TikTok’s tools for adding music to short-form videos have helped make short-form video a phenomenon. Google now offers select YouTube Shorts creators an AI feature called Dream Track that can generate songs, including lyrics, melody and accompaniment, in the styles of seven different artists, including Charlie Puth, Demi Lovato, Sia and T-Pain, with a tool. called Dream Track.

To create a 30-second music video with Dream Track, a creator simply enters a prompt, such as “ballad about how opposites attract, upbeat acoustics,” then select the artist the song should be about stylized.
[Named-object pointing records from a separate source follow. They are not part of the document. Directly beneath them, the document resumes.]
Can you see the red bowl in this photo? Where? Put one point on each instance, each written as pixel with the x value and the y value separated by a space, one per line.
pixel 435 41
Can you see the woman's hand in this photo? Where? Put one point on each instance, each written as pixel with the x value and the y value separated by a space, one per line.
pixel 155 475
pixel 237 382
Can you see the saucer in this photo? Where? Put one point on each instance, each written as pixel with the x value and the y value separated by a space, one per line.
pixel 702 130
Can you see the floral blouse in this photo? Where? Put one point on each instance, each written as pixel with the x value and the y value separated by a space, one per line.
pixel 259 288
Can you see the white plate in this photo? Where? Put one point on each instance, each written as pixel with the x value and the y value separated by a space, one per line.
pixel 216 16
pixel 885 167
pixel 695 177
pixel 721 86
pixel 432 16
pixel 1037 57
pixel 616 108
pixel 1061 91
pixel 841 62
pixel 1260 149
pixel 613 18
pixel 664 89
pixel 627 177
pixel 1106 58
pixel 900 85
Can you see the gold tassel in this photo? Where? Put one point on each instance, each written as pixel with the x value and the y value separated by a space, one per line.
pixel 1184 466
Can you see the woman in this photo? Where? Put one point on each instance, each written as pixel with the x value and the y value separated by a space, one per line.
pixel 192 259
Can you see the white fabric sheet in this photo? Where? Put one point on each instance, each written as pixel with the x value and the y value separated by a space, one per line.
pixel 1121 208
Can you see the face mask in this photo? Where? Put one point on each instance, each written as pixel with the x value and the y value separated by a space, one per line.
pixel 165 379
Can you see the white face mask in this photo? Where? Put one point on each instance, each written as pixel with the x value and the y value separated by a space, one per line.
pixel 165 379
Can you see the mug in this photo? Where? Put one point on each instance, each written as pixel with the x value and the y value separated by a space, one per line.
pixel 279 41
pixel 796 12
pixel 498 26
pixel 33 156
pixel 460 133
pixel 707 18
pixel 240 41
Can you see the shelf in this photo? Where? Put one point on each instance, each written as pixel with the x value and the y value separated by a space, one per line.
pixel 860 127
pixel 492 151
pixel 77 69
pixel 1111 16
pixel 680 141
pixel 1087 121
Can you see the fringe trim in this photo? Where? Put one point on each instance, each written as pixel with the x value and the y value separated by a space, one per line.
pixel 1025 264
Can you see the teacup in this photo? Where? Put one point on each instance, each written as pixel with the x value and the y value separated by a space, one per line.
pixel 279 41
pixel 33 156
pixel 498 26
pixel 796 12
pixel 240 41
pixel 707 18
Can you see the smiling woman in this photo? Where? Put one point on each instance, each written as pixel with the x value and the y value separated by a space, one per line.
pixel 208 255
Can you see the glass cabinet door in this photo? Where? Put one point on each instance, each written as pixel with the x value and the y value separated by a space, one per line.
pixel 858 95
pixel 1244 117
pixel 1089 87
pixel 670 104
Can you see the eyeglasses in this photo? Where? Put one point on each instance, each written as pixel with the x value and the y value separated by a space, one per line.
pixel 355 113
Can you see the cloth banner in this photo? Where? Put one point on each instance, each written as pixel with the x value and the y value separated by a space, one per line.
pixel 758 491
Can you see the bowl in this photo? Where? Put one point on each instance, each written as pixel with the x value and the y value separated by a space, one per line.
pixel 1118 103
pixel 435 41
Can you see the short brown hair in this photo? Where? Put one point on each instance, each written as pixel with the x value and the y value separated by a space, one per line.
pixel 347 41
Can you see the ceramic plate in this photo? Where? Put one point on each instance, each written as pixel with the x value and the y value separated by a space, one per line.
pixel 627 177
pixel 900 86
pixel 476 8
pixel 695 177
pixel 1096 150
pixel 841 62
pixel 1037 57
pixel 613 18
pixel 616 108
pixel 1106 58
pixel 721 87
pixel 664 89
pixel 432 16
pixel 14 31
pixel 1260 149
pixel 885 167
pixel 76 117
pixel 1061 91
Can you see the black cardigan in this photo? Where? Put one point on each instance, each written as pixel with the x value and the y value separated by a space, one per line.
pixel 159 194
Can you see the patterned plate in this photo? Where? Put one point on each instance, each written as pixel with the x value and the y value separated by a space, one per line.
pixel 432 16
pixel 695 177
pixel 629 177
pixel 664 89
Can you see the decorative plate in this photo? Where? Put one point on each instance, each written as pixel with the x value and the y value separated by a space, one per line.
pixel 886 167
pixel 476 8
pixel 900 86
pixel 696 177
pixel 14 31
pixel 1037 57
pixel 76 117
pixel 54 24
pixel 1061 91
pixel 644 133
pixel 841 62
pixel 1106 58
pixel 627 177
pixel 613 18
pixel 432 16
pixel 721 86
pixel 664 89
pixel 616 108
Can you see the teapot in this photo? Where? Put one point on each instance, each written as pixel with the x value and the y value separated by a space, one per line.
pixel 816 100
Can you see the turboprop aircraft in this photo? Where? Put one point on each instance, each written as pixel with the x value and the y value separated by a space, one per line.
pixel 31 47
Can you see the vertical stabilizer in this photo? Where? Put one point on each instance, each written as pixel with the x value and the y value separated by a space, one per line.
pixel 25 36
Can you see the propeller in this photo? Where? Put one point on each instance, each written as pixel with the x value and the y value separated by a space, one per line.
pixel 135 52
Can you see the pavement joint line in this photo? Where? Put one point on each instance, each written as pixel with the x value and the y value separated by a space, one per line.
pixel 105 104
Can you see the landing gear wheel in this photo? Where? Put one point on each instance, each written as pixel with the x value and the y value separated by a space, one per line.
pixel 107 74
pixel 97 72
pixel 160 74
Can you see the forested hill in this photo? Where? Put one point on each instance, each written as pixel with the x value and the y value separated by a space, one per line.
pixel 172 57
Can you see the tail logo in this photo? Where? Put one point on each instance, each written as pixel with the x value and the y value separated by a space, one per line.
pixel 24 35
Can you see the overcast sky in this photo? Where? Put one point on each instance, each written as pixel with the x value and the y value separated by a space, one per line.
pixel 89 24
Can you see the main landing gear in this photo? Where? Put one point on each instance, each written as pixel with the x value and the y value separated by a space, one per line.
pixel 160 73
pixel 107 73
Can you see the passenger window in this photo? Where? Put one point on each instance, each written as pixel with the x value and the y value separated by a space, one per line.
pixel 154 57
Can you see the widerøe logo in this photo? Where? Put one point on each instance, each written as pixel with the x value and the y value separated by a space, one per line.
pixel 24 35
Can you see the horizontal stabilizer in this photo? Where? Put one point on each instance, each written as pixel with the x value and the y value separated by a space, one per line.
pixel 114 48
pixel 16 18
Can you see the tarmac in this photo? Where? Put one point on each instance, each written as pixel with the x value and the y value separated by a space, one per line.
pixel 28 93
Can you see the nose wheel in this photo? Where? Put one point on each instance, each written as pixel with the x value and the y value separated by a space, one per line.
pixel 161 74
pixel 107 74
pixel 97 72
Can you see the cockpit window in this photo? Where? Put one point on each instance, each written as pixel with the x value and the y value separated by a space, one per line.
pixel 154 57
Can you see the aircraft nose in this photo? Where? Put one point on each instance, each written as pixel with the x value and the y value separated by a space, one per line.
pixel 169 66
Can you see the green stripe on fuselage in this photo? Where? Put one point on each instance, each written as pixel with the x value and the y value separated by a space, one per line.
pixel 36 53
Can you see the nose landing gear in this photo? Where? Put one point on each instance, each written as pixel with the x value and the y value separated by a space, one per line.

YouTube’s new Dream Track AI music generation tool for creators can create new songs in the style of existing artists, in this case Charlie Puth.

The new AI capabilities could help Google attract users from TikTok, where AI tools for adding visual or audio effects are extremely popular. YouTube says it is studying how artists whose work helped train its music generation algorithms will receive a share of future ad revenue generated from videos featuring AI-generated audio. This would represent a test of a new way for artists to benefit from AI built in part on their work.

Dream Track uses an AI algorithm called Lyria developed by Google Deepmind, the unit responsible for keeping the company at the forefront of AI. YouTube’s global head of music, veteran music mogul Lyor Cohen, who helped launch the careers of artists including Public Enemy, Run-DMC and the Beastie Boys, told WIRED on Wednesday that he was blown away after hearing a demo of his production on Google. DeepMind headquarters in London in May. “I knew we not only had something unique and special, but also something that I thought the music industry was going to dig and want to work with,” Cohen says.

Cohen says the seven artists who chose to let Dream Track replicate their styles did so out of a desire to embrace generative AI on their terms. “Our partners, many of whom were around the Napster era, didn’t want to play defense, they wanted to play offense, and they were excited about the possibilities,” he says. In August, YouTube announced the creation of an incubator to collaborate with artists on ways to use generative AI.